Local AI Engine (llama.cpp)
What is llama.cpp?
llama.cpp is the engine that runs AI models locally on your computer. Think of it as the software that takes an AI model file and makes it actually work on your hardware - whether that's your CPU, graphics card, or Apple's M-series chips.
Originally created by Georgi Gerganov and now maintained by the ggml-org/llama.cpp (opens in a new tab) community, llama.cpp is designed to run large language models efficiently on consumer hardware without requiring specialized AI accelerators or cloud connections.
Why This Matters
Privacy: Your conversations never leave your computer Cost: No monthly subscription fees or API costs Speed: No internet required once models are downloaded Control: Choose exactly which models to run and how they behave
Accessing Engine Settings
Find llama.cpp settings at Settings () > Llama.cpp under Model Providers:

Model Management
The Models section at the top of the Llama.cpp settings page lets you manage all your local GGUF models.
Download from Hub
Browse and download models directly from the Hub tab in the left sidebar. Downloaded models will appear here automatically.
Import Local Files
Click Import to link a GGUF model file already on your computer. This is useful for models downloaded via your browser from Hugging Face, or models shared with other apps — Jan links to the file in place without copying it.

Delete a Model
Click the trash icon next to any model to remove it. This deletes the model file from Jan's data folder (linked files leave the original intact).

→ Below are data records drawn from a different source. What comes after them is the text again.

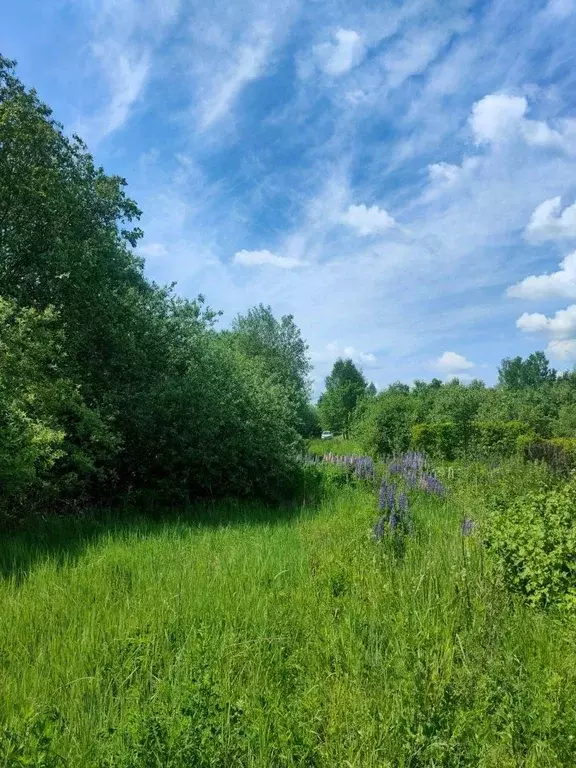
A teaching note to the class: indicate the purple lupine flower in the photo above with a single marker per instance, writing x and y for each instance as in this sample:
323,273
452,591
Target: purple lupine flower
390,496
379,529
383,495
403,503
432,485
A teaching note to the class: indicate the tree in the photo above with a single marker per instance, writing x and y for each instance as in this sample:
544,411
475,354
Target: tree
278,344
345,388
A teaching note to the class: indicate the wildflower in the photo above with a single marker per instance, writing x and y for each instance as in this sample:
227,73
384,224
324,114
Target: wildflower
432,485
379,529
403,503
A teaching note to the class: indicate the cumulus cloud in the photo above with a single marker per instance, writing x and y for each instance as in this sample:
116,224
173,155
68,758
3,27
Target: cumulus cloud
499,117
550,222
335,351
558,284
562,349
260,258
451,363
368,221
561,326
342,55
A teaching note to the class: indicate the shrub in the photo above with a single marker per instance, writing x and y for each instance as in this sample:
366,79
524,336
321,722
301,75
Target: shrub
558,453
533,539
438,440
384,427
447,440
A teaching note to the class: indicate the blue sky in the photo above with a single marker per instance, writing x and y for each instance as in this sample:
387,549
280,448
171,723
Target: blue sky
399,176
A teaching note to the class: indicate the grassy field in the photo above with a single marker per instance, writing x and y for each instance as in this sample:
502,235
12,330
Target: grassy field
244,636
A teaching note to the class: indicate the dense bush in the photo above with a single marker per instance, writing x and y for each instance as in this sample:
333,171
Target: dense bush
533,539
383,427
111,385
447,440
559,453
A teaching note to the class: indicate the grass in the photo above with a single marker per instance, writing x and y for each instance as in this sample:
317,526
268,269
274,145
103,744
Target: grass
257,638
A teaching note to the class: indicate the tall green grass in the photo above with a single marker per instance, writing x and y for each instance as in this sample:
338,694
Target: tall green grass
339,446
255,637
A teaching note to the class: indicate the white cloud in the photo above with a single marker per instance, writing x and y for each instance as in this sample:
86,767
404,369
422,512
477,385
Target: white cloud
341,56
561,9
560,284
368,221
562,349
249,64
561,326
152,250
448,174
412,54
335,351
550,222
499,118
259,258
451,363
125,36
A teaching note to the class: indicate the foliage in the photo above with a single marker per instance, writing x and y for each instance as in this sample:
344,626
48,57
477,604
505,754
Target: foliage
115,386
383,427
516,373
234,634
447,440
559,454
534,540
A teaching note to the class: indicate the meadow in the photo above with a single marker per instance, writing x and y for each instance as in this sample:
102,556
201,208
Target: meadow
244,635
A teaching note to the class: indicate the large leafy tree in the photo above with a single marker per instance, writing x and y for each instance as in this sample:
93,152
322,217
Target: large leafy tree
280,349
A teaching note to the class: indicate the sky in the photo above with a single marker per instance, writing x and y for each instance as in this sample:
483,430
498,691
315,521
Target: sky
399,176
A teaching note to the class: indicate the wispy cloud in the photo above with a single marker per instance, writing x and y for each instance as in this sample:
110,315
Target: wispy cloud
249,62
125,35
340,56
368,221
452,363
376,169
560,284
550,222
500,117
260,258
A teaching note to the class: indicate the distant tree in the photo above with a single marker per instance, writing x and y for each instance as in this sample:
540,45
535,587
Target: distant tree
516,373
345,388
279,346
399,388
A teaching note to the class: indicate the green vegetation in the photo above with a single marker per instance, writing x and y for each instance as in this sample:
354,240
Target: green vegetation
237,635
112,388
184,583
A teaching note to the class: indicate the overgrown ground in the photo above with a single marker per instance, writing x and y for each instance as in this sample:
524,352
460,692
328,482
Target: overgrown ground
266,638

These are advanced settings. You typically only need to adjust them if models aren't working properly or you want to optimize performance for your specific hardware.
Engine Management
| Feature | What It Does | When You Need It |
|---|---|---|
| Engine Version | Shows which version of llama.cpp you're running | Check compatibility with newer models |
| Check Updates | Downloads newer engine versions | When new models require updated engine |
| Backend Selection | Choose the version optimized for your hardware | After installing new graphics cards or when performance is poor |
| Auto Update Engine | Automatically updates llama.cpp to latest version | Enable for automatic compatibility with new models |
| Max Concurrent Models | Maximum models the router keeps loaded at once | Set to 1 if you want strict single-model operation; 0 means unlimited |
Jan v0.8.0 switched llama.cpp from launching a separate server for each model to a single router process (llama-server --models-preset <router.preset.ini> --models-max <N> --no-webui) that loads and unloads models on demand via the upstream POST /models/load and POST /models/unload endpoints. You no longer need to manually start or stop individual models — the router handles scheduling automatically. After installing a backend, Jan checks for required system libraries (CUDA, Vulkan, cuDNN) and shows you what to install if anything is missing.
Hardware Backends
Jan offers different backend versions optimized for your specific hardware. Think of these as different "drivers" - each one is tuned for particular processors or graphics cards.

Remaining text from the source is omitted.